早速現地へいってみたら、なるほど大きな蜂の巣が木の枝にぶらさがり、数匹のスズメバチが忙しく、巣の穴から出たり入ったりしていました。現場は山里の市道に面し、犬の散歩や農作業で近隣の住民が時々行き交っています。10日ほど前には、地区の道路清掃の時、ほんの1,2メートルさきで草刈をしたところでした。危ない危ない。帰宅後、市役所支所に電話し、スズメバチの巣の駆除を依頼しました。 電話に出た環境担当職員は、スズメバチの巣の場所がどこにあるのか、住宅地なのかどうか、それ以外の場所だと対応は困難だ、と云いました。市道に面した人の行き交いのあるところ、と説明すると「それだけでは難しい」と要領を得ません。ではどうすればいいのか、と問うと「市道に面しているので道路担当から電話させます」との返事。その道路担当職員は、電話の後すぐに現場へ来てくれ、みずから蜂の巣を確認したあと、害虫駆除業者へ直接電話することを教えてくれました。 今朝、高崎市指定の害虫駆除業者が、やってきました。中年の男性作業員は早速、白い防護服に網帽子をかぶり、蜂の巣の穴から殺虫剤を噴射しました。しばらくすると数匹のスズメバチが、巣から飛び出してきました。外から帰ってきたスズメバチたちは、何ごとが起こったのかと巣の周りをブンブンと音を立てながら、飛び回ってました。 作業員は、スズメバチが姿を消した後、高枝刈りを使って巣を引き落としました。落下の際、巣の一部が壊れましたが、無事確保。大きさは40㎝×60㎝ほど。 巣の中は、多数穴のあいた円板が7層重なっていました。今年駆除した中ではこれが最大だと、彼はいいました。 穴の中に、スズメバチたちの死骸は、皆無でした。農薬の噴射とともに、巣の外に逃げたのだと思います。 作業員は駆除作業の後、スズメバチの生態について、いくつか教えてくれました。巣は、6月頃から作りはじめ秋にはこれだけの大きさに成長すること、ハチたちの巣の利用は1年で翌年には別の新しい巣をつくること、今回の巣には既にスズメバチたちは少なくなっていたこと、通常は400匹ぐらい営巣していること、そして、みんなスズメバチを怖がるが、刺激せず静かにしておれば、めったに襲われることはありません、と断言しました。 ならば、彼らの巣を撤去せず、スズメバチたちを駆除せずに静かに置いておいてもよかったのかなあ、と思ったときは後の祭りでした。

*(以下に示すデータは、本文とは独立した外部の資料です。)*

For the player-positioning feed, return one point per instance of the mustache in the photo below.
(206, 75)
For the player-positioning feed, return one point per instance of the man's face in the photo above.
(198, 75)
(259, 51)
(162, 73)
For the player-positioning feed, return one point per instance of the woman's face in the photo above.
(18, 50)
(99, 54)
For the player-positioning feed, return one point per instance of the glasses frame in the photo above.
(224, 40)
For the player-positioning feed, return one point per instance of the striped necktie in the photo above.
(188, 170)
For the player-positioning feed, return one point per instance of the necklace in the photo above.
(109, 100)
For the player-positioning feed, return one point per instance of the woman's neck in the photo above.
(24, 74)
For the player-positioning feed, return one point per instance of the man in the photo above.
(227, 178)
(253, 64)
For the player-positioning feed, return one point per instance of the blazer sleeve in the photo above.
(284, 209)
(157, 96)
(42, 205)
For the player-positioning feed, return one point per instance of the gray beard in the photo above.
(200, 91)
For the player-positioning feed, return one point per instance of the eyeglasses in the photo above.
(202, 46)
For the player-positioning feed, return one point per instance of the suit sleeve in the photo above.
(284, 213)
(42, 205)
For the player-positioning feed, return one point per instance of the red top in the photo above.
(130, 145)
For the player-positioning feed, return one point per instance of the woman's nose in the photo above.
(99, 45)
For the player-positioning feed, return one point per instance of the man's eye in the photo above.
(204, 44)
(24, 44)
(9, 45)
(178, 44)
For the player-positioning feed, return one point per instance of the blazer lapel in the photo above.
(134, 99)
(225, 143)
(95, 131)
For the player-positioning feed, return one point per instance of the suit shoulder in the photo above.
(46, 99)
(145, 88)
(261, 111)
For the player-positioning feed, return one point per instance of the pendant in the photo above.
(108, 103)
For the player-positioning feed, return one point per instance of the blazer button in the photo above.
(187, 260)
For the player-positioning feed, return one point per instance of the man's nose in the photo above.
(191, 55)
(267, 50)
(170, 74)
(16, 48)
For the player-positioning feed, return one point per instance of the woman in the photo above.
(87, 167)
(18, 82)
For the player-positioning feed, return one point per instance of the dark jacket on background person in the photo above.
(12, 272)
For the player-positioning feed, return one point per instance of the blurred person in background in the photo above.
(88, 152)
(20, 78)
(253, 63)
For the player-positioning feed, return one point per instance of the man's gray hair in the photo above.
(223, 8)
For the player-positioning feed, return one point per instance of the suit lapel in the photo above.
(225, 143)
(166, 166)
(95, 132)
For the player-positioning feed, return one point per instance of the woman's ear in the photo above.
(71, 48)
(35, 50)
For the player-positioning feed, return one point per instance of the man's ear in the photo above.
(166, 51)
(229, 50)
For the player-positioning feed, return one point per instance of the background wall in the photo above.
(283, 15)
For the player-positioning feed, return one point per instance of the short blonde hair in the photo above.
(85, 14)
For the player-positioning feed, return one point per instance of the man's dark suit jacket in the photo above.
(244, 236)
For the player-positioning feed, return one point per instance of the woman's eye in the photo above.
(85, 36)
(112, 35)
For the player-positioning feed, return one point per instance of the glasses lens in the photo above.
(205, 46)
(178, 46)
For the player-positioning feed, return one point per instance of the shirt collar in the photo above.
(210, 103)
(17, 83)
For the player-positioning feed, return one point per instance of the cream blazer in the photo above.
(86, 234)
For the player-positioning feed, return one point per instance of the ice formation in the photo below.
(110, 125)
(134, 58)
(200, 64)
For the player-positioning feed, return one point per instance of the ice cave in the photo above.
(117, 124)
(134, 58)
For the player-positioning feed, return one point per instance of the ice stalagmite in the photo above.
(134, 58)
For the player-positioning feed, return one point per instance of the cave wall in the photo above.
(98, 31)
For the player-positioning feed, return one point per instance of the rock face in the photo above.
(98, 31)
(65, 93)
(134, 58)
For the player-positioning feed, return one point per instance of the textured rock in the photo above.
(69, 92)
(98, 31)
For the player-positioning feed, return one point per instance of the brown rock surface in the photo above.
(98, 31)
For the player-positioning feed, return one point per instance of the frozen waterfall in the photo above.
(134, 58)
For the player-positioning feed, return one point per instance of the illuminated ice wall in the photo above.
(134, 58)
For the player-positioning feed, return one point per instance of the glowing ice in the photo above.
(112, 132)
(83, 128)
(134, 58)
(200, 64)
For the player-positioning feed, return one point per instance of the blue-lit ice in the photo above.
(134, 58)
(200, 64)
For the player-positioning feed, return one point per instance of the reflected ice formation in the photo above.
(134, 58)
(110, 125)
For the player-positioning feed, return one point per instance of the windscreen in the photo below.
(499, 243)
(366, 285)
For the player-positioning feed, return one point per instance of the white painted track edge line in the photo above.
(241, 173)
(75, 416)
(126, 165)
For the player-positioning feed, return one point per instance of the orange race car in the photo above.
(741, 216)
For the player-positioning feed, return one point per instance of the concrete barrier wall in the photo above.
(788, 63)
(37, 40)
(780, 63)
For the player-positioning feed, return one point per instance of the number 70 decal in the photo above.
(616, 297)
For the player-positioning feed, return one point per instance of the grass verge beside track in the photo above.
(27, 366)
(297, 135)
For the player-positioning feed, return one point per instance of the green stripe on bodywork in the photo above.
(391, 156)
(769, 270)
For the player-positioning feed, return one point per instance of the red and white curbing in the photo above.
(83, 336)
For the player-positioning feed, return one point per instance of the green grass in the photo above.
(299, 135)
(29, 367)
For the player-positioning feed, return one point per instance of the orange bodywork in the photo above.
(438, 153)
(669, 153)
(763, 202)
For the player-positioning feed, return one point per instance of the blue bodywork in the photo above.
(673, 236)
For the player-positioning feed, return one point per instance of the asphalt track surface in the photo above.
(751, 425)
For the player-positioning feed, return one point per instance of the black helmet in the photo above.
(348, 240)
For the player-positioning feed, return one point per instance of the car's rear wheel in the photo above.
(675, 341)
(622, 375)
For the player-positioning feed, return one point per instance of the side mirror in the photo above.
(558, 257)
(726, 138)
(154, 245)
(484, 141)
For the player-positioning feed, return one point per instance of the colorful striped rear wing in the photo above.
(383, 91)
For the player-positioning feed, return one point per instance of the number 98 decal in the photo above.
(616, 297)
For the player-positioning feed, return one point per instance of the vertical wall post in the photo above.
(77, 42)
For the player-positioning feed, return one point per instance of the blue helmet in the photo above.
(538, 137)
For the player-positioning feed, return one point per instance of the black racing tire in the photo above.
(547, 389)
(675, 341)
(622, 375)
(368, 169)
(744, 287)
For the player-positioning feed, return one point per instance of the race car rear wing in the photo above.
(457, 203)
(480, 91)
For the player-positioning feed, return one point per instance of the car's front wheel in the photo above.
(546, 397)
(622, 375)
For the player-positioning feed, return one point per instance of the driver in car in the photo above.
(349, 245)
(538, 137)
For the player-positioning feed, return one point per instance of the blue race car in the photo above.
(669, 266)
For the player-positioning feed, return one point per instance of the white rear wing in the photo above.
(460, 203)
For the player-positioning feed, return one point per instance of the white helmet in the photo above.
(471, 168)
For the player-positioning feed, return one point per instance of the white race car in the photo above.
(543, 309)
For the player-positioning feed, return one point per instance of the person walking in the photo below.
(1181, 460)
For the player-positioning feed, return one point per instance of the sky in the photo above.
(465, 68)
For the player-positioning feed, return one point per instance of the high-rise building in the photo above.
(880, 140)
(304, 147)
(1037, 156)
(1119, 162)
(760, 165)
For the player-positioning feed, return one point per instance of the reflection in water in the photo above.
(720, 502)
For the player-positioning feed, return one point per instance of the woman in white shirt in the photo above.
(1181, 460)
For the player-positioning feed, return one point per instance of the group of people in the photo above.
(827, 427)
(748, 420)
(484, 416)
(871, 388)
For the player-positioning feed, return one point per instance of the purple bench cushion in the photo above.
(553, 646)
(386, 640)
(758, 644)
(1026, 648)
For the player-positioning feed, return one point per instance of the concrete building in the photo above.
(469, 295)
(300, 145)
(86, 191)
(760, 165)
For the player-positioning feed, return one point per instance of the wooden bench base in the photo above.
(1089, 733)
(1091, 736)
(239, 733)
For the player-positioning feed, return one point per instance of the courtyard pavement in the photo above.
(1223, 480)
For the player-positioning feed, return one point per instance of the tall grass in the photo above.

追記:上の「スズメバチの巣」を書いた翌日の今朝(10/17)、朝日新聞群馬版に「ハチ、高崎高生15人刺す マラソン大会の練習中」という記事が掲載されました。場所は、観音山丘陵北側の住宅地。丘陵南麓の当地からは車で10分ほどの距離。校内マラソン大会練習のため、約5㎞のコースを高校1年生80人が走っていて、内15人が刺されたとのこと。スズメバチは、学校の児童・生徒の集団行動に敏感に反応するようです。やはり、スズメバチは危険です。